Cleaning & recoding Missingness handling Reverse-coding Consistent scales
  • Converted numeric-coded survey columns safely (coercing non-responses to missing)
  • Reverse-coded negatively worded items to keep interpretation consistent
  • Kept analysis scoped to interpretable comparisons rather than overfitting

Analysis & reporting

Survey weights Group comparisons Regression Visualization
  • Used weights for group summaries where appropriate
  • Focused on effect sizes and directionality, not just “significance”
  • Designed plots to be readable and honest about uncertainty

Challenges & debugging

A recurring practical challenge in survey analysis is reshaping and aggregating data cleanly when columns contain mixed types or duplicated labels, and when missingness is encoded inconsistently across variables. Debugging involved making transformations explicit and validating intermediate outputs (counts, distributions, and spot-checks) before producing plots.

Global Patterns in Trust in Science

These maps show weighted national mean trust in science from World Values Survey Wave 7, stratified by religiosity, gender, political orientation, and education. The goal here is to surface where trust differs systematically across groups, which matters directly for public health messaging and healthcare decision-making.

Trust in science by religiosity: no religion vs religious affiliation Click to expand
Trust in science stratified by religious affiliation (religious vs non-religious).
Trust in science by gender and gender gap map (female minus male) Click to expand
Trust in science by gender, including the gender gap (female − male).
Trust in science by political ideology: left, center, right Click to expand
Trust in science across political ideology (left, center, right).
Trust in science by education level: lower, middle, higher (ISCED) Click to expand
Trust in science stratified by education level (ISCED categories).

What this means for public health & science communication

Trust in science shapes health behaviour. It affects whether people accept vaccines, adhere to public health guidance, seek preventative care, and believe medical advice when it conflicts with social or political identity. What these results highlight is that “trust” is not distributed evenly across populations: it can vary by education, ideology, and religiosity, and those differences can look very different depending on country context.

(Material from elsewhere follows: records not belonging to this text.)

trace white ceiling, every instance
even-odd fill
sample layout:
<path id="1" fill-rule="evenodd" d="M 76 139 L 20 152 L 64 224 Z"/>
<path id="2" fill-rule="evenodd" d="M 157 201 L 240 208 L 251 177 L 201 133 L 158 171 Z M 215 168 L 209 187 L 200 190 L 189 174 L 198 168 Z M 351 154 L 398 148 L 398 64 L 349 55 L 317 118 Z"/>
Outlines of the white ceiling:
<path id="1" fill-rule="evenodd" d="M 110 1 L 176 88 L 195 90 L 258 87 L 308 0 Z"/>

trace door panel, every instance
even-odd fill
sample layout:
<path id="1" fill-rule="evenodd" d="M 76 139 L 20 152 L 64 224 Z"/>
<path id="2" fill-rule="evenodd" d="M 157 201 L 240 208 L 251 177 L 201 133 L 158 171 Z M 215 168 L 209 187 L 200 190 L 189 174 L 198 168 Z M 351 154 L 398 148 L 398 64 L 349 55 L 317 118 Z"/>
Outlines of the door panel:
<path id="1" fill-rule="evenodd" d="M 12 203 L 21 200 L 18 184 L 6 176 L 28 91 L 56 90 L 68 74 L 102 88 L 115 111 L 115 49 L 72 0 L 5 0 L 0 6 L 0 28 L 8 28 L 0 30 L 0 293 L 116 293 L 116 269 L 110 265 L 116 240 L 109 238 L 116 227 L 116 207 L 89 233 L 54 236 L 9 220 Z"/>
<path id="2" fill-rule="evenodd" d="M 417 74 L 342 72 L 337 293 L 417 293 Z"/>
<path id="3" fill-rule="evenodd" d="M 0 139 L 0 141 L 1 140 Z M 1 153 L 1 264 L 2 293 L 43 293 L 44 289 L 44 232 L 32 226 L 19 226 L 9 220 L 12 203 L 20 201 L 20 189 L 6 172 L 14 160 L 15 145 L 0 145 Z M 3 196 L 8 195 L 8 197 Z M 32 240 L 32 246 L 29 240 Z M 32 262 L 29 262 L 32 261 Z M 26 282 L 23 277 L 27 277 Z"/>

From a public health perspective, the takeaway is that communication strategies shouldn’t assume a one-size-fits-all audience. When trust is lower in specific groups, simply increasing the volume of messaging often backfires. A better approach is targeted, trust-aware communication: working through credible messengers, addressing local concerns directly, and measuring outcomes (not just reach).

Policy / healthcare takeaway

  • Risk communication: tailor messaging to how different communities weigh uncertainty and authority.
  • Clinical context: trust influences adherence—especially for preventative care and chronic disease management.
  • Equity lens: gaps in trust can compound inequities if public health messaging misses specific groups.

Methodological takeaway

  • Stratification matters: group averages can hide meaningful within-country differences.
  • Weights matter: population-weighted estimates can shift interpretations substantially.
  • Comparability matters: country-by-country context is essential before making causal claims.

This project is intentionally framed as a careful descriptive analysis: it identifies where trust differs and suggests why this matters for healthcare systems and public messaging, while avoiding overclaiming causality.

What this demonstrates

This project demonstrates end-to-end data analysis skills on messy, real-world data: defining a scope, cleaning and recoding, choosing methods that match the data-generating process (including weighting), and communicating results in a way that avoids overclaiming. These skills transfer directly to product analytics, applied research, policy-facing data work, and R&D teams working with observational datasets.